Seqanswers Leaderboard Ad

Collapse

Announcement

Collapse
No announcement yet.
X
 
  • Filter
  • Time
  • Show
Clear All
new posts

  • How to add a suffix to fastq file

    Hi everyone,

    I'm trying to do some alignments, but my latest illumina data came with a rather strange suffix. The read identifiers looks like, so for the pairs:
    @HWI-ST201:195:BB0036ABXX:6:1101:1407:1941 1:N:0:
    @HWI-ST201:195:BB0036ABXX:6:1101:1407:1941 2:N:0:

    This seems to be confusing a number of programs, does anyone know of good script to trim off that 1:N:0: and just add a more standard .1 or .F kind of thing?

    Thanks

  • #2
    Your question made me finally write a blogpost about this: http://contig.wordpress.com/2011/09/...-fastq-header/. The awk command mentioned can be adjusted as needed. Also, check out http://en.wikipedia.org/wiki/Fastq for a comparison of old- and new-style headers.

    Comment


    • #3
      That looks great, thank you. I was all set to attempt to write my own script, but I'm very new to actually writing scripts, so I'm glad it didn't come to that.

      Comment


      • #4
        Hi,

        Is it possible to ADD a term to the illumina FASTQ file? Will that interfere with programs that map reads to a reference? Or will those programs generally ignore everything after the "#"?

        Thanks,
        Andor

        Comment


        • #5
          You can add whatever you want to the read name, but you can't add new lines or anything to the lines with bases or qualities.

          Comment


          • #6
            Originally posted by cement_head View Post
            Is it possible to ADD a term to the illumina FASTQ file? Will that interfere with programs that map reads to a reference? Or will those programs generally ignore everything after the "#"?
            As Brian Bushell said, the fastq header line is free text. Quoting from Cock et al 2010:

            ‘@’ title line which often holds just a record identifier. This is a free format field with no length limit—allowing arbitrary annotation or comments to be included...
            However, you can't assume that downstream programs, e.g. aligners, expect more stringent constraints, e.g. absence of blank spaces. Also, some programs expect PE reads to have the same name (not sure if the fastq spec require this?)

            Comment


            • #7
              I've also seen a couple programs require paired-end read names to end in /1 and /2, even though that's neither a standard nor common practice (in fact, it's a stupid requirement). You'd be surprised how easy it is to break some aligners...

              Comment


              • #8
                Originally posted by dpryan View Post
                I've also seen a couple programs require paired-end read names to end in /1 and /2, even though that's neither a standard nor common practice (in fact, it's a stupid requirement). You'd be surprised how easy it is to break some aligners...
                Indeed, and what is more annoying is when programs discard anything after the first part of the name because then the pair information is lost. Examples: seqtk and the readfq library (I submitted a patch for the Perl version a long time ago, and this fix is on github).

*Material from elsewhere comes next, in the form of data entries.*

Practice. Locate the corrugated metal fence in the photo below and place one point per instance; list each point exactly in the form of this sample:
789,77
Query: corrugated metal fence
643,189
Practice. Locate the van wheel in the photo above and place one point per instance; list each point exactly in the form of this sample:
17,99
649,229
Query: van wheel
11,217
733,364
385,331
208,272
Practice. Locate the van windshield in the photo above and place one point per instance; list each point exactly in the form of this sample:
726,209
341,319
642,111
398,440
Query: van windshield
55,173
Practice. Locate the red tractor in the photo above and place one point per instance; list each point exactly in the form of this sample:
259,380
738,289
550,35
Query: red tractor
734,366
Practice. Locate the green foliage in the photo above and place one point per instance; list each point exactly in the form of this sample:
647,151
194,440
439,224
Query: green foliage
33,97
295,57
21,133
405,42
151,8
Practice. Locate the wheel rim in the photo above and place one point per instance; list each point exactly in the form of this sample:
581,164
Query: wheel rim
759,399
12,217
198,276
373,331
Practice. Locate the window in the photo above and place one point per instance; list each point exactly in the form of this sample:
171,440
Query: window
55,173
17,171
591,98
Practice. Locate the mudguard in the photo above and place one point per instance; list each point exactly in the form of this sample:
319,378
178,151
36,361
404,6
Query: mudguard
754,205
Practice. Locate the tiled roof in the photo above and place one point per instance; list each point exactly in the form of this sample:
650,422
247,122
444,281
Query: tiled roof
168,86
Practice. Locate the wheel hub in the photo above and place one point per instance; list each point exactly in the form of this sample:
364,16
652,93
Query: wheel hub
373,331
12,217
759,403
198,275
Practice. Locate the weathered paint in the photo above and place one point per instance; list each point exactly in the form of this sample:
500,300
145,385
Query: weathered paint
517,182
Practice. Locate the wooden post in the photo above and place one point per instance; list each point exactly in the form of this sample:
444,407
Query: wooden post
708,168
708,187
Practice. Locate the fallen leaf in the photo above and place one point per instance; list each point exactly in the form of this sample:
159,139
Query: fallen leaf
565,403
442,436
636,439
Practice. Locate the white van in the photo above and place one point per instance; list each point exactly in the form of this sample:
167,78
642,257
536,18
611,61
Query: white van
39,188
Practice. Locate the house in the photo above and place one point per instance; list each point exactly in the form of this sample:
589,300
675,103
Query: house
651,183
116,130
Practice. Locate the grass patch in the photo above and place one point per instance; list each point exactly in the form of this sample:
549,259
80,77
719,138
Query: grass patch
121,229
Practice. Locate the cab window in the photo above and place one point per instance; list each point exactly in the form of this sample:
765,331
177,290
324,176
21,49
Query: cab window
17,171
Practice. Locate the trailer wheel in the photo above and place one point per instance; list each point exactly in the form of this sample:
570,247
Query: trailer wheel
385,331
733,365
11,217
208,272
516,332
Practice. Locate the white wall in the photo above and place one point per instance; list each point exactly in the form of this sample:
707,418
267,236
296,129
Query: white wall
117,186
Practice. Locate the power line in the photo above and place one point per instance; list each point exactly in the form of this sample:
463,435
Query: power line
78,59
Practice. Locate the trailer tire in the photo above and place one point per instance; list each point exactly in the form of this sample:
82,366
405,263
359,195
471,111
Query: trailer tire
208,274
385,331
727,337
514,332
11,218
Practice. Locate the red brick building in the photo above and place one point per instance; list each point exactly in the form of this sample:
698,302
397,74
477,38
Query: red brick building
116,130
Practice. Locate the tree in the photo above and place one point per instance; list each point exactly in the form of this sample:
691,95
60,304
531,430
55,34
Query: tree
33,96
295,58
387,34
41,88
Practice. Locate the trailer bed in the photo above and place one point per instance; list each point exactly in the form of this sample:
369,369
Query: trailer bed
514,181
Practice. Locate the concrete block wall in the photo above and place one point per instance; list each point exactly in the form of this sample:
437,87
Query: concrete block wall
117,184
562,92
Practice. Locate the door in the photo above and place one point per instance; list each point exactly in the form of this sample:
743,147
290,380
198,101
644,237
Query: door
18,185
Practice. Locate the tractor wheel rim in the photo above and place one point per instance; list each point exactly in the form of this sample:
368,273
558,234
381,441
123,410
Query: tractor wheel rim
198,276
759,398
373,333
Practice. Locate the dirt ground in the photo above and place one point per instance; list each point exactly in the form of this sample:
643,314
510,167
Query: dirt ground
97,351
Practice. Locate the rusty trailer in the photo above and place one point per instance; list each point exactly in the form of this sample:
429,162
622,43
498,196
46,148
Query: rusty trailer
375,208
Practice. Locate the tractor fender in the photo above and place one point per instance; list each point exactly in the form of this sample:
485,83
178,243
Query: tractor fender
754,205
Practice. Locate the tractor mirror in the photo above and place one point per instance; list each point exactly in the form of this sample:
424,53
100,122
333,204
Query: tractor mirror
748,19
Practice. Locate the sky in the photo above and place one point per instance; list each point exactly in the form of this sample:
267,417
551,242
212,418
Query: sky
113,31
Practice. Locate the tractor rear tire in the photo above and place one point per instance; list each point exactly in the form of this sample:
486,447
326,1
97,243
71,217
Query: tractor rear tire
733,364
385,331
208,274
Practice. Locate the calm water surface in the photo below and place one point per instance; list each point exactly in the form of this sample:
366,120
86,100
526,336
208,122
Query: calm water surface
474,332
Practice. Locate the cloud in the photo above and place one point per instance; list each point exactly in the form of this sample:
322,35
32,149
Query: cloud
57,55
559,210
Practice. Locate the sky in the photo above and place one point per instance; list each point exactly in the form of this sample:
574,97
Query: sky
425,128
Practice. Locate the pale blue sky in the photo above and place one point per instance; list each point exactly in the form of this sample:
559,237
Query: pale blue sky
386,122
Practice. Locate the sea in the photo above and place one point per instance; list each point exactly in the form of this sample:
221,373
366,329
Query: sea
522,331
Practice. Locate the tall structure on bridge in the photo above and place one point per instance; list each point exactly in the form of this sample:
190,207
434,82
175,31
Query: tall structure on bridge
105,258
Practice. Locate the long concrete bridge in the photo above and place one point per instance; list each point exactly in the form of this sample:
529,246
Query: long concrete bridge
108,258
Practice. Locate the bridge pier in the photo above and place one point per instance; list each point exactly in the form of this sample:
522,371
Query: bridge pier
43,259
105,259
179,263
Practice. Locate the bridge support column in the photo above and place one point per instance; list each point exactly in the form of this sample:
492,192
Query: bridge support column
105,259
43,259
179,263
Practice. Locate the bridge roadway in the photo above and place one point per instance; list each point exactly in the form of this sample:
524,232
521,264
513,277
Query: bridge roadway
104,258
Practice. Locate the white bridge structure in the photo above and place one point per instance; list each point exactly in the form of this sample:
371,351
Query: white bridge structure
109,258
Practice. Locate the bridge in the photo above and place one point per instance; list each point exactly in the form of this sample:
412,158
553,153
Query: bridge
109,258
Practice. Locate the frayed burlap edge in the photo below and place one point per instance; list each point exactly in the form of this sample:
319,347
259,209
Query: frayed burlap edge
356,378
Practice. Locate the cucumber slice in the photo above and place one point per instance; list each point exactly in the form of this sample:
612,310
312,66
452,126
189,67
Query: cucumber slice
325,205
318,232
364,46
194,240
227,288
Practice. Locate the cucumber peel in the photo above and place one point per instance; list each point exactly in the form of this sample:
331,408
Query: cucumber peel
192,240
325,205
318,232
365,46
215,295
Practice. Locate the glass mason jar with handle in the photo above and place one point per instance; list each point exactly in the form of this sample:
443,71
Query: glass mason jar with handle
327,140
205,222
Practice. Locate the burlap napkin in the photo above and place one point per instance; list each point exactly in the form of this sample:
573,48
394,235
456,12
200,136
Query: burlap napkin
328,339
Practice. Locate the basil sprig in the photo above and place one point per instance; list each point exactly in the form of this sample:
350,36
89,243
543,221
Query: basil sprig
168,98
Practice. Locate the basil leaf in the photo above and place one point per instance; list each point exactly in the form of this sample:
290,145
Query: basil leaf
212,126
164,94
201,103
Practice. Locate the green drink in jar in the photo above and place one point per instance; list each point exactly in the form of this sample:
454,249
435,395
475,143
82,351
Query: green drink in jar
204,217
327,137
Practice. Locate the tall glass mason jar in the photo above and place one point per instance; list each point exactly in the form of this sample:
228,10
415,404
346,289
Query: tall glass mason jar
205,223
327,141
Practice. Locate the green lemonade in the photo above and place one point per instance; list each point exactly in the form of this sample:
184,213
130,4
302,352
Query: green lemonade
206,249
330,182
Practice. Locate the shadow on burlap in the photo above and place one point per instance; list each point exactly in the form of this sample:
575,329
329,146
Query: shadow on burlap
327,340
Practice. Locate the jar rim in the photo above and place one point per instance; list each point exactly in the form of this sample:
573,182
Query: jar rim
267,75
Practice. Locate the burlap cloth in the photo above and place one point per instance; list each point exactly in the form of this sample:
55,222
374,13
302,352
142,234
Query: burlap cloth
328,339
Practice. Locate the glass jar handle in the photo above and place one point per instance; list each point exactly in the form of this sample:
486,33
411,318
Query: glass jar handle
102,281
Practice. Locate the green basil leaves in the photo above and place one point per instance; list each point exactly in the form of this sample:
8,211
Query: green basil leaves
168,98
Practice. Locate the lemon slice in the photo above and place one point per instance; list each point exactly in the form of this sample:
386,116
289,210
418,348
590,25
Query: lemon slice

                If the pair information has been lost, or you need to adjust the format for some aligner, you can use Pairfq (specifically with the subcommand addinfo). For this one simple task though, it is probably just as easy to write out a shell command. If this is a useful tool you are using, it would probably be worth asking the developers to support Illumina Fastq files.

                Comment


                • #9
                  Originally posted by SES View Post
                  Indeed, and what is more annoying is when programs discard anything after the first part of the name because then the pair information is lost. Examples: seqtk and the readfq library (I submitted a patch for the Perl version a long time ago, and this fix is on github).
                  I just want to mention that everything in the BBTools package does NOT do this, so you can subsample, normalize, trim, filter, etc. while leaving the names intact. But, some pipelines require that everything after the first whitespace be truncated, on the assumption that these are comments. For example, sam format requires read 1 and read 2 to have the exact same name, while in Illumina's output they have different names (/1 and /2, for example). So BBMap has a a couple related flags - "trimreaddescriptions", which will truncate everything after the first whitespace (for both reads and reference contigs), default false; and "keepnames", which will force read 1 and read 2 to retain their original name, even though the resulting sam file will not technically be spec-compliant (it's still useful in many situations). By default, for paired reads, read 1 and read 2 will both get the full name of read 1 so as to produce a valid sam file.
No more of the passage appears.